Community: 10 Female Design Council Makers Define Legacy—on Their Own Terms

In celebration of the Female Design Council’s (FDC) debut exhibition “Deeper than Text,” on view at 1stdibs Gallery through May 31, 10 makers define what legacy means to them.

In celebration of the Female Design Council’s (FDC) debut exhibition “Deeper than Text,” on view at 1stdibs Gallery through May 31, 10 makers define what legacy means to them.

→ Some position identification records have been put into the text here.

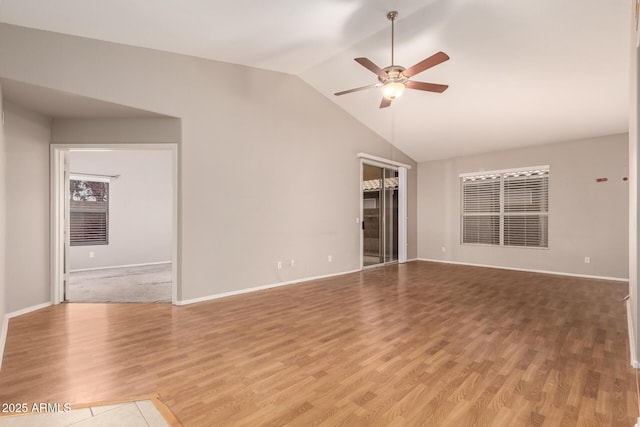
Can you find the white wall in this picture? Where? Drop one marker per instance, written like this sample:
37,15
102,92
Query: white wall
3,239
140,204
27,207
268,166
634,188
586,218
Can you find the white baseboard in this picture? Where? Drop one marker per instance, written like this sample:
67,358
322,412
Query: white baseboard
120,266
5,324
3,337
528,270
261,288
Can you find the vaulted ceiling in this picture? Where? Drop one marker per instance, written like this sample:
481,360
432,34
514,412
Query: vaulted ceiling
521,72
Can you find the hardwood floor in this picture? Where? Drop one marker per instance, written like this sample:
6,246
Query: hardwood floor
413,344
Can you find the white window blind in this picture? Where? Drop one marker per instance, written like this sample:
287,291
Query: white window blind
89,212
507,208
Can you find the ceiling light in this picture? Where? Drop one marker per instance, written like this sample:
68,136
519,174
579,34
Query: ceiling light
392,90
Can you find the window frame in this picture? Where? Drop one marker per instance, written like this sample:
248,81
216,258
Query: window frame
501,213
95,179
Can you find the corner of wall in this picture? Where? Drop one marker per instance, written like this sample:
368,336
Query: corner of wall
3,276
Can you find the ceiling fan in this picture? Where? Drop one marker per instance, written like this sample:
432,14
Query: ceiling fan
394,79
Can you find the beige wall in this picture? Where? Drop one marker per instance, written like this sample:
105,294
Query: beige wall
140,207
27,207
586,218
3,209
634,177
115,131
268,166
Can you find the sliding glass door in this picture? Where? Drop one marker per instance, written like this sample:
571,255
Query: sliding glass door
380,214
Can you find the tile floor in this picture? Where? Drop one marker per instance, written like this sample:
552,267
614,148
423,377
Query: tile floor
140,284
142,413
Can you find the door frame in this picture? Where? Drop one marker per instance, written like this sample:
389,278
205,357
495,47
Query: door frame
402,169
59,193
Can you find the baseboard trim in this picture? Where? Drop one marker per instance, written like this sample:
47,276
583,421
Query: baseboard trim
120,266
3,337
261,288
632,337
528,270
28,310
5,324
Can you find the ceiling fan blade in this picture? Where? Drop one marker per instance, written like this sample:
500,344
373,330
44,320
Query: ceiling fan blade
385,102
425,64
344,92
366,63
429,87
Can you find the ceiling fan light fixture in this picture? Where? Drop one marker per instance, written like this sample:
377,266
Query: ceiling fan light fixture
392,90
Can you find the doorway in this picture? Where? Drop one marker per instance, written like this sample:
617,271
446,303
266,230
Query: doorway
380,203
112,265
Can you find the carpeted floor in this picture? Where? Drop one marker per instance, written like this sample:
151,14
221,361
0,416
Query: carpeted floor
149,283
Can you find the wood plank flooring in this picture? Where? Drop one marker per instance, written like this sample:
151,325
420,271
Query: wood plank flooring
414,344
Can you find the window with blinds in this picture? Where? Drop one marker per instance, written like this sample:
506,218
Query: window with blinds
89,212
506,208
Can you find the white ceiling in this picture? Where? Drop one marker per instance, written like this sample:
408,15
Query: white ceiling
521,72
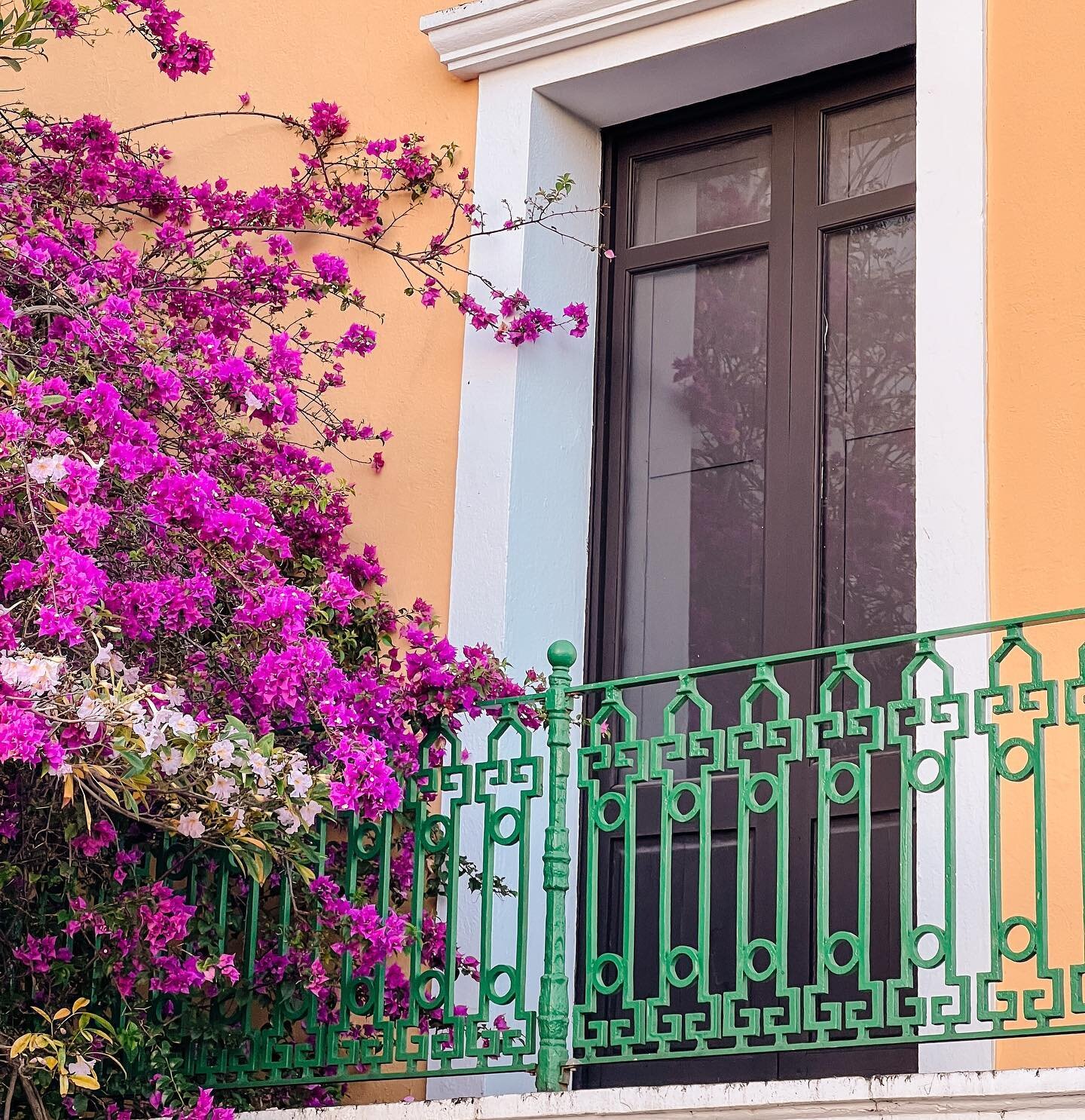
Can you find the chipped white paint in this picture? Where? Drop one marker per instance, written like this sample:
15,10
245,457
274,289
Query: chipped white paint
1009,1094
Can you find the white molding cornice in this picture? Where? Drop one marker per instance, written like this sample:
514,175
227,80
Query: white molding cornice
486,35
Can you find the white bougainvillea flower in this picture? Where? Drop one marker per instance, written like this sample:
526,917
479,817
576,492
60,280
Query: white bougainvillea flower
222,788
108,659
182,725
223,753
93,712
47,470
29,672
172,763
289,820
191,825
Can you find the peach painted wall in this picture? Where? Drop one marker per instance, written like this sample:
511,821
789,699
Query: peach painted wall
1036,403
370,57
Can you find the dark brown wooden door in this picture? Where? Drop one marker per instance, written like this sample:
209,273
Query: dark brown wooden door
755,463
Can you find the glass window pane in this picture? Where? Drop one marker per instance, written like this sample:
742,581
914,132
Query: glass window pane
714,187
869,536
695,530
870,147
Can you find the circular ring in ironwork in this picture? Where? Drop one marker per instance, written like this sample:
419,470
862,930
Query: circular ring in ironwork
684,815
680,953
490,988
749,794
841,939
435,832
507,813
1002,760
619,969
599,811
430,997
832,790
916,953
919,758
757,945
1018,923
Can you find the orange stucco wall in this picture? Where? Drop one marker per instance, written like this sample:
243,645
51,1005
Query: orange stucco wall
372,60
1036,401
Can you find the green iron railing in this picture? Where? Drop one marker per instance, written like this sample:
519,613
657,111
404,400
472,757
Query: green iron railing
833,848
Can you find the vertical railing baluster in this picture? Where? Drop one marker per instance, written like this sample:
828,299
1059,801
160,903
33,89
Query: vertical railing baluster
553,990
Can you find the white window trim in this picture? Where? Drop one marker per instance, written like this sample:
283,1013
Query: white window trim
551,74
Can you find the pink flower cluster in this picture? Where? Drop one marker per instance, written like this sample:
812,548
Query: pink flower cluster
170,520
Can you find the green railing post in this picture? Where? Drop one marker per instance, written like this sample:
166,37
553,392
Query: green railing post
553,990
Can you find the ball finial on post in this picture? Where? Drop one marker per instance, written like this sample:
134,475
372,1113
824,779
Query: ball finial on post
562,654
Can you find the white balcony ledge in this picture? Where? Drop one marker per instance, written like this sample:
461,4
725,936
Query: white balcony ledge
1009,1094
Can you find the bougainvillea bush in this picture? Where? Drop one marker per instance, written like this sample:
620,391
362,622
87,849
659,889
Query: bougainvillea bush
188,647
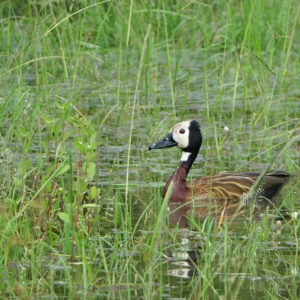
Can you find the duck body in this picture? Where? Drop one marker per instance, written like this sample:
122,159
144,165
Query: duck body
226,192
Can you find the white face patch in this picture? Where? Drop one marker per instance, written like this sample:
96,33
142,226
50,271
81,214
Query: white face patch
185,156
181,133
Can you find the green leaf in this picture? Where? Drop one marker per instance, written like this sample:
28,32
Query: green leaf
24,165
90,170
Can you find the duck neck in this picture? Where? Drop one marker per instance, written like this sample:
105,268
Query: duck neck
187,159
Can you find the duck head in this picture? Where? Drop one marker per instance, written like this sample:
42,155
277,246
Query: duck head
185,135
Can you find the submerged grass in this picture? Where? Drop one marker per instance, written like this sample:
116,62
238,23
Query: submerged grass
85,87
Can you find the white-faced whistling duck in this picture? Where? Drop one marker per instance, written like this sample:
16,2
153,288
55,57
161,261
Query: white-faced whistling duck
225,192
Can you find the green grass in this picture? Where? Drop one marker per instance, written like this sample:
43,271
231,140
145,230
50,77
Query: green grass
85,87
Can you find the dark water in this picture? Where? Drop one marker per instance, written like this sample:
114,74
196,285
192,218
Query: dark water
182,262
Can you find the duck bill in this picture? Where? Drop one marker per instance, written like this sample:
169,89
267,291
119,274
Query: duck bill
166,142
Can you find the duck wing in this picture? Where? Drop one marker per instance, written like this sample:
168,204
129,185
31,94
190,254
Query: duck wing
236,185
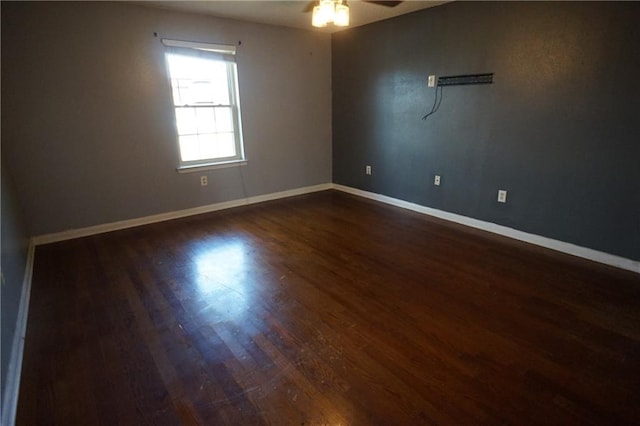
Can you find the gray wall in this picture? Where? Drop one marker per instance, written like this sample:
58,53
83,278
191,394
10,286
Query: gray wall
86,111
559,129
14,258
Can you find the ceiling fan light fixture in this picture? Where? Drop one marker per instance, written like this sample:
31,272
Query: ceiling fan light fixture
317,20
341,17
330,11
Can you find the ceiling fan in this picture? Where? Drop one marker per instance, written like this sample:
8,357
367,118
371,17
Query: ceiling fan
336,11
309,7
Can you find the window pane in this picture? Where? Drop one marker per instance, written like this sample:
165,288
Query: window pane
224,122
198,80
189,149
226,145
208,146
206,120
186,121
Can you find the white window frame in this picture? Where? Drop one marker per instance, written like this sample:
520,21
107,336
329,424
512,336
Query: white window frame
221,52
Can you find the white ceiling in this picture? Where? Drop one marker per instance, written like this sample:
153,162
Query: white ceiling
290,13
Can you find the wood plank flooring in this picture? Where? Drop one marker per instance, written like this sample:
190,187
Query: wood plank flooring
326,309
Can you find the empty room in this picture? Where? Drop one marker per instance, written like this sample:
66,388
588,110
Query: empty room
320,213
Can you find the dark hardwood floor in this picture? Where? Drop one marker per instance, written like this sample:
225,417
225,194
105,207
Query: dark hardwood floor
326,309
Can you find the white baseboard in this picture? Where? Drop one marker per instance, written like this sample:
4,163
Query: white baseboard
12,385
130,223
568,248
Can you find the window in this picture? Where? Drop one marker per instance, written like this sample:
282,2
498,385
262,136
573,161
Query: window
205,99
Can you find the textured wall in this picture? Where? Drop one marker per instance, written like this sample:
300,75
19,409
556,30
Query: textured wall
14,258
559,129
86,111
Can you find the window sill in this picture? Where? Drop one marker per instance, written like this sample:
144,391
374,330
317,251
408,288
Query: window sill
211,166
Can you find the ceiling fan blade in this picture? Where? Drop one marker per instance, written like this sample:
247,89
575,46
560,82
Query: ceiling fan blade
309,7
385,3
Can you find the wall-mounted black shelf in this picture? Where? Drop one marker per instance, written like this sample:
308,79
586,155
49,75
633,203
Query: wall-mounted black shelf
460,80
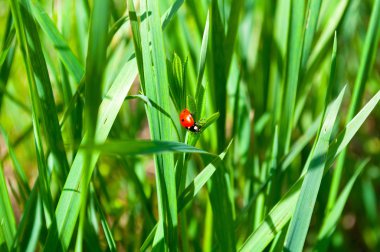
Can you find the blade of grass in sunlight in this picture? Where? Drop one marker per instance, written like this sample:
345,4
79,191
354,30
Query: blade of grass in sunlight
295,42
8,221
96,56
333,216
366,62
282,212
300,222
63,50
136,147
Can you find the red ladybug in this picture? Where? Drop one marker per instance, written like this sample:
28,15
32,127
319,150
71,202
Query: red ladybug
187,121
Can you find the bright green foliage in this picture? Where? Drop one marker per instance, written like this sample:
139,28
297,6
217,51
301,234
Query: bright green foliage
93,156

What is a legacy? How is one forged? What does it mean to have one? To celebrate the Female Design Council’s (FDC) debut exhibition “Deeper than Text,” on view at 1stdibs Gallery through May 31, 10 makers answer those questions on their own terms.

Felicia Ferrone

“As a designer, entrepreneur, and professor, I have forged my own path, rather than waiting to be ‘asked to dance.’ By creating my own brand, I have been able to make the self-initiated work I wanted, creating a means to an end in the hopes that others will see that they can create their own futures as well.”

Alexandra Rowley

“Much of my work is obliquely autobiographical and about process. In that regard, the notion of legacy resonates literally—in terms of the familial themes I am engaging, the thread that runs from generation to generation—and in terms of materiality. The materials I use to make my work are as much about reaching back as reaching forward.”

Kiki van Eijk

“I don’t believe in building legacy intentionally; it’s something that happens organically throughout one’s career. Design is an intuitive practice which follows a humble and endlessly inquisitive process. At the core, I believe that if you are honest to the intention and the process, you are leaving behind the best of yourself.”

Karen Chekerdjian

“I have never really worked with the idea of legacy in my mind, unless we are talking about our work as part of the future archeologies. Then, yes. But it is more about what traces do we want the future to find from our civilization. What we find today in museums is our way of living; our objects can tell a lot about us. I believe that our work is much more anthropological, trying to understand who we are and what is the meaning of all what surrounds us.”

Lora Appleton
Founder, FDC and kinder MODERN

“Legacy is not something I seek to create. I aim to make idea-provoking work, and I embark to make change in my industry and highlight the incredible work of women past, present, and future. I hope my legacy will be positivity: encouraging those to help others, in creating a beautiful and giving human who will be my best legacy, and being remembered as a leader, one who would speak up for others who didn’t have a voice, because after a lot of struggle, I can.”

Myra von Busekist
Founder, MYK Berlin

The legacy can only be seen in the context of global challenges. Sustainability must be one of the first virtues. It seems important to me to maintain a certain nonchalance and mildness.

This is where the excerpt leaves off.